Some data that I believe is relevant here.

Numerically it's safe to assume there's over 10,000 ASF C* clusters out in
the world (5,500 in China alone). In surveys (both informal polling and
primary research), at least 1/3rd of folks are running the 3.X latest if I
recall correctly.

Basic conclusions we can draw from these data points:
1) There are thousands of clusters running some form of post 3.0, so we can
expect it to be *stable enough to upgrade through*
2) We have to support at least 3.11 → 4.0

If 1/3rd of our users are running 2.1, 1/3rd 3.0, and 1/3rd 3.11
(hand-waving, probably more in the 25 vs. 40 etc but splitting hairs),
there's clearly a significant value-add in usability of skipping majors
(3.0->4.0). Depending on how we define "done" and "supported" for upgrade
testing, this will represent a significant development burden.

>From a *functional MVP* perspective on what upgrade paths we need to
support, the absolute minimum would be 2.1 → 3.0 → 3.11 → 4.0

If anyone wants to step in and officially support the 3.0 → 4.0 line,
that's fantastic both for the project community and for users.
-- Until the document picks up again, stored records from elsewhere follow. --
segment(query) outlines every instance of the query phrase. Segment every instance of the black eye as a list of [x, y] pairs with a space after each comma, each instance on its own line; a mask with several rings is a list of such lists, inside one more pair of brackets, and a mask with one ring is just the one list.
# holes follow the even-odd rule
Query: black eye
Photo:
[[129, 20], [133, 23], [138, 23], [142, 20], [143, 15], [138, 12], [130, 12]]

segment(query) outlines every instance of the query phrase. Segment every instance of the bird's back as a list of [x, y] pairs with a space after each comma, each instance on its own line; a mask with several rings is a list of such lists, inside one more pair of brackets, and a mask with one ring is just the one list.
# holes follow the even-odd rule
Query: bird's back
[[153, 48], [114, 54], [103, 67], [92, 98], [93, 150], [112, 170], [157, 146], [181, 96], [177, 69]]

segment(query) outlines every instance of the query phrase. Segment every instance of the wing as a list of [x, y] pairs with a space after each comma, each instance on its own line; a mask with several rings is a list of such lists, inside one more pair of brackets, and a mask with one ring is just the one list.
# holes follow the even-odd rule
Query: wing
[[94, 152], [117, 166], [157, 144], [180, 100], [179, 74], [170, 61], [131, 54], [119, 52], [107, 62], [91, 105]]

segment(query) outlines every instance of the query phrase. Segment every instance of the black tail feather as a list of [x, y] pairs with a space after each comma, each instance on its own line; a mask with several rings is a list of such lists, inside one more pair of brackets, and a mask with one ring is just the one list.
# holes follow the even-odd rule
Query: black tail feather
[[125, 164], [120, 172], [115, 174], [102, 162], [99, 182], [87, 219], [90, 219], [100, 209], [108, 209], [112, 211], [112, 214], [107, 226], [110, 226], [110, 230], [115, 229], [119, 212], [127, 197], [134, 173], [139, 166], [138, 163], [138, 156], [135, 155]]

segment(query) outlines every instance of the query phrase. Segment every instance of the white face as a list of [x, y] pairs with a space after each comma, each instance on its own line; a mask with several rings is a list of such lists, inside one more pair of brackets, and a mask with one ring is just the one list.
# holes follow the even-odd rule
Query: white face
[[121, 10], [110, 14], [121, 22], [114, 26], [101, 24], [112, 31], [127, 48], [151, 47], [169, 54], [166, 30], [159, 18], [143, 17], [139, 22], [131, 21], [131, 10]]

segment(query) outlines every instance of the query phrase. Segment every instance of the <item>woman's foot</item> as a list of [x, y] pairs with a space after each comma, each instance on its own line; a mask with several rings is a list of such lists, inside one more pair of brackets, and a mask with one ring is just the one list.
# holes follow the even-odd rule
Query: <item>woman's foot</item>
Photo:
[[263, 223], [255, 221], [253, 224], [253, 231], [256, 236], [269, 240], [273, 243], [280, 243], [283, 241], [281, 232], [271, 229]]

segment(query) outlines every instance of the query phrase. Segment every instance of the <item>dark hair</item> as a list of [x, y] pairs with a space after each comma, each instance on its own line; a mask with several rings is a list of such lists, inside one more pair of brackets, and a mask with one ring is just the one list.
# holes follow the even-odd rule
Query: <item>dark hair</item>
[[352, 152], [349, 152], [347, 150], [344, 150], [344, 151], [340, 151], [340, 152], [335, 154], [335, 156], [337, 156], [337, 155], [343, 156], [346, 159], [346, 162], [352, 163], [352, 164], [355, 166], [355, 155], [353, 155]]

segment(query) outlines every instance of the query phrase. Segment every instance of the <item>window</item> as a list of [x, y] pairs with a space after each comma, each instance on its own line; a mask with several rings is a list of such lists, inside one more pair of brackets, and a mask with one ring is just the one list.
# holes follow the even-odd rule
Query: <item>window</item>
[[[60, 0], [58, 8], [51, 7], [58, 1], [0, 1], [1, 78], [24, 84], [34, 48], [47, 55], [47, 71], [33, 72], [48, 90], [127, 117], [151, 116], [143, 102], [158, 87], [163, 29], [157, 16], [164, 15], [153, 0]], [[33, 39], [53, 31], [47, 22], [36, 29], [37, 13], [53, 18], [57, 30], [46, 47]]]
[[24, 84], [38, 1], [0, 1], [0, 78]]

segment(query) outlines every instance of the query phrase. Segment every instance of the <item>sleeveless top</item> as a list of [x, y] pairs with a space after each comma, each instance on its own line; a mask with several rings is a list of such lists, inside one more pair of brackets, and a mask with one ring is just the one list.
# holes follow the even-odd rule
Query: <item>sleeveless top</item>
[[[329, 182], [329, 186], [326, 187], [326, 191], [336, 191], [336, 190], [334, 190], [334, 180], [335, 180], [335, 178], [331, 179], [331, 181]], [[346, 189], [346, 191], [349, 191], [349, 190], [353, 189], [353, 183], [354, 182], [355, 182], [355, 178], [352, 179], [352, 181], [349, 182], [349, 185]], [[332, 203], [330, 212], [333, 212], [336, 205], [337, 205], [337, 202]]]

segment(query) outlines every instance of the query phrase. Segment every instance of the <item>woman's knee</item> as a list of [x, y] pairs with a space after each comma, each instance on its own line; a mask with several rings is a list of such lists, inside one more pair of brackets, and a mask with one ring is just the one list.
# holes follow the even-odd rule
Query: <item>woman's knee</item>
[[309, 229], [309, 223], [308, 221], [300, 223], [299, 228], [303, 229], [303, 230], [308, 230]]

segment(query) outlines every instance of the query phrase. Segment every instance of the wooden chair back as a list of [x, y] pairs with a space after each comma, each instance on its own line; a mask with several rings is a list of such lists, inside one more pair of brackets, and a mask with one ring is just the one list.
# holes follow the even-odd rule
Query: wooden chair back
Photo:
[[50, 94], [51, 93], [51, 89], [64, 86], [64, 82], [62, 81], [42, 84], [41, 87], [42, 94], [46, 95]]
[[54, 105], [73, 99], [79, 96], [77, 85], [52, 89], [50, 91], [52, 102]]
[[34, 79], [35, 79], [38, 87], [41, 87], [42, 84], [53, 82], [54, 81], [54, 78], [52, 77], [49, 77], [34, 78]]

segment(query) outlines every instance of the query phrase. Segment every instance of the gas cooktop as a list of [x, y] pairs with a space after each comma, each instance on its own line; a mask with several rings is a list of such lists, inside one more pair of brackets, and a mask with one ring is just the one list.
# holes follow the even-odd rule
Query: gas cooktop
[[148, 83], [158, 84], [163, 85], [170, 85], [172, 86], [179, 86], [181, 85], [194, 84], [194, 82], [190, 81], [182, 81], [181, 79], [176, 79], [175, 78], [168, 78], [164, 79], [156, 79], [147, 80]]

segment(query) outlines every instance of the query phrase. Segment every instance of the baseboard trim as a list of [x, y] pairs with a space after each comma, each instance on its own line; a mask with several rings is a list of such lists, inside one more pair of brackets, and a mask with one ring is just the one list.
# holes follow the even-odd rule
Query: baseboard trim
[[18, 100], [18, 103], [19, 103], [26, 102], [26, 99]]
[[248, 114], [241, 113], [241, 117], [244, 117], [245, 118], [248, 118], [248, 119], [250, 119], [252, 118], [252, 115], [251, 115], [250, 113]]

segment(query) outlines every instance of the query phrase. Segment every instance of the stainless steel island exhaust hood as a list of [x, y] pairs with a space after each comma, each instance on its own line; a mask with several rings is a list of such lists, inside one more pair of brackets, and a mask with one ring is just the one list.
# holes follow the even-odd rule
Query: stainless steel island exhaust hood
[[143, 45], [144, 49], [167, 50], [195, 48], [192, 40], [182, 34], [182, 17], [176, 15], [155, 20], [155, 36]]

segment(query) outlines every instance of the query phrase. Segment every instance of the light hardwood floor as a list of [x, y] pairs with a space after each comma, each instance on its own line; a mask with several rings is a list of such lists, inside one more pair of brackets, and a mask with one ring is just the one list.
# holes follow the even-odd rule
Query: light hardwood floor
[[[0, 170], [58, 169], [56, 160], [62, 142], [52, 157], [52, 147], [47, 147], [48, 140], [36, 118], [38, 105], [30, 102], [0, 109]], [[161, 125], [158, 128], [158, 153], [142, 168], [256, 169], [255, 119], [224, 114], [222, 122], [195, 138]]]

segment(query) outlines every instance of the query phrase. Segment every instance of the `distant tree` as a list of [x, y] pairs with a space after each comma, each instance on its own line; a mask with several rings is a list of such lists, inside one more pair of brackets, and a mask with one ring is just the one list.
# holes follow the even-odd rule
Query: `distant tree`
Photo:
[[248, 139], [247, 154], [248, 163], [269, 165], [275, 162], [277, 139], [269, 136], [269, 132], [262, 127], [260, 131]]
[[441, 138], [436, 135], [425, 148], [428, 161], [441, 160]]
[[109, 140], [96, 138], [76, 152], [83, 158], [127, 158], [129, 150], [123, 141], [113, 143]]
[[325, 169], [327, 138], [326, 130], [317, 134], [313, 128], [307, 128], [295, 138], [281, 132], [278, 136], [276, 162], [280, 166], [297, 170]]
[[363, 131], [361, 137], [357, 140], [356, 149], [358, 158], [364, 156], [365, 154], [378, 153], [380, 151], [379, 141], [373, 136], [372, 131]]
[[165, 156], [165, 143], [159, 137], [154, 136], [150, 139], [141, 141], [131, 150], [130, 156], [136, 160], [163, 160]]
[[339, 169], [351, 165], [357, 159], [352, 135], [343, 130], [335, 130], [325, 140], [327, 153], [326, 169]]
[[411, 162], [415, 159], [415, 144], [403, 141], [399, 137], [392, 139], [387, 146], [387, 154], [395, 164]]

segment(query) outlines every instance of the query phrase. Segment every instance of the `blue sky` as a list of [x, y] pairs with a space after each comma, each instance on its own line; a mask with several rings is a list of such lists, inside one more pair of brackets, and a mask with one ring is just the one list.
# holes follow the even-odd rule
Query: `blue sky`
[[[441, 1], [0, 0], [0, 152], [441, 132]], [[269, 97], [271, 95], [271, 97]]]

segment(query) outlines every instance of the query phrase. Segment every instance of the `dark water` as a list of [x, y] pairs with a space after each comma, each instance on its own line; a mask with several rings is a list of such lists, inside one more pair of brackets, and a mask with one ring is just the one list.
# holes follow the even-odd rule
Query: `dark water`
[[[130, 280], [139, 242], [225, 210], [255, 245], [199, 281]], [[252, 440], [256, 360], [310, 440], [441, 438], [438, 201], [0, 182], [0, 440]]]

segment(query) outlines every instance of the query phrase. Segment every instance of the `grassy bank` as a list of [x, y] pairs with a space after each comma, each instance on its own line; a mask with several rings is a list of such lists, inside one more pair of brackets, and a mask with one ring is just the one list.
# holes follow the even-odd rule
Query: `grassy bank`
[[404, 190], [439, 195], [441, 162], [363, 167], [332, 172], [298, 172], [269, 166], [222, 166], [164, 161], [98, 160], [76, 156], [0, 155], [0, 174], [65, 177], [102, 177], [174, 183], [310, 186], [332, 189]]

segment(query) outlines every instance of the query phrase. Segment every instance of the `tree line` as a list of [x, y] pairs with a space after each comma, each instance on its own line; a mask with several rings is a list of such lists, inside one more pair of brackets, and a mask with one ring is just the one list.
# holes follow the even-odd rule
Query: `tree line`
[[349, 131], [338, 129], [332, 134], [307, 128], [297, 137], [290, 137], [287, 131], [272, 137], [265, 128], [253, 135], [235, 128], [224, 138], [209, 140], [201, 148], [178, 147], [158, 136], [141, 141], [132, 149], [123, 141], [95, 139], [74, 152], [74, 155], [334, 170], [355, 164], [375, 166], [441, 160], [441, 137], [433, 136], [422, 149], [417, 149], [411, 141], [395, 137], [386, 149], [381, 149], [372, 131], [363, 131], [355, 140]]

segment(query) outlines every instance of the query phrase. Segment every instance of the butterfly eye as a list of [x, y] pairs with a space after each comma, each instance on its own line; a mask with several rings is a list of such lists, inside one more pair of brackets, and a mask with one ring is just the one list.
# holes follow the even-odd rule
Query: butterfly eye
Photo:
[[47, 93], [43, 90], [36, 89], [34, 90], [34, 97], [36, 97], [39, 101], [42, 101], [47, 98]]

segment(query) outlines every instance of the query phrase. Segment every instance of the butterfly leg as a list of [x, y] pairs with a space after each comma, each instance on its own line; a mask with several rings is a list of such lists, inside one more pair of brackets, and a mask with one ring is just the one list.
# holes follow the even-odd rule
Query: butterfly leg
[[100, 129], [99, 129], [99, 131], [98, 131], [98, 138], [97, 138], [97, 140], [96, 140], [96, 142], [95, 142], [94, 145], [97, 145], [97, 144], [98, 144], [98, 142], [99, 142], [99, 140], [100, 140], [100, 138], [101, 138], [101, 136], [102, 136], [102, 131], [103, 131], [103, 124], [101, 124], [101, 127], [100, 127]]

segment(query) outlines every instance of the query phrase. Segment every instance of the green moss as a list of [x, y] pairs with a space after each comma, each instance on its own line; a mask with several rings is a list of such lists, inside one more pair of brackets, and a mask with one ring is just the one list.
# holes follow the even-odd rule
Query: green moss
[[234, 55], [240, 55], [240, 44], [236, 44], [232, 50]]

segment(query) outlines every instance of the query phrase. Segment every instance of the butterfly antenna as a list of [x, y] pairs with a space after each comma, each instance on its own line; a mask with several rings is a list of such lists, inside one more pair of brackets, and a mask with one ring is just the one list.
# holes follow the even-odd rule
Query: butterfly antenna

But as far
as basic table stakes, I can't think of a logical reason 3.0 → 4.0 as an
upgraded path should be considered a blocker for releasing 4.0 GA.



On Fri, Oct 09, 2020 at 9:53 AM, Mick Semb Wever <m...@apache.org> wrote:

> At The Last Pickle we have always recommended avoiding 3.0, including
> upgrading from 2.2 directly to 3.11.
> We (now DataStax) will continue to recommend that folk upgrade to the
> latest 3.11 before upgrading to 4.0.
>
> To clarify that^, if it wasn't obvious, I wasn't making a statement about
> DataStax at at large, but about those of us at TLP and now the team
> providing the consulting for Apache Cassandra from DataStax.